The photograph above shows North and South America (original resolution here). It’s a composite photograph created using images snapped by a satellite over the period of around three weeks in April and October of this year.
It took the satellite 312 orbits around our planet to capture 2.5 terabytes of imagery. The data was then mapped onto existing Blue Marble photographs to create Black Marble.
The satellite used a special new imaging system that can detect extremely dim signals. Scientists removed certain non-human-generated lights (e.g. gas flares, auroras, reflected moonlight) from the frame in order to have the photos only show artificial city lights (some wildfires remain, though).

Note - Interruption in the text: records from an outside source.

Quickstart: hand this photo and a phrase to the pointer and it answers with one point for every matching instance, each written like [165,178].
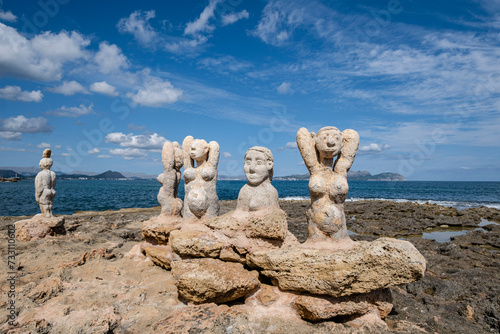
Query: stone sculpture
[249,253]
[172,159]
[44,223]
[200,181]
[45,182]
[328,155]
[157,229]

Here are a couple more Black Marble photographs showing different sections of our planet (click the photos for highest-res versions):
Here’s a zoomed-in view of the United States and Europe using the same imagery:
Here’s an animation created using the photos, showing the dark side of the Earth as it rotates:
These aren’t your average nighttime shots of Earth: Rebecca Roth of the NASA Goddard Space Flight Center tells us that these are among the most detailed nighttime Earth photos we’ve ever seen.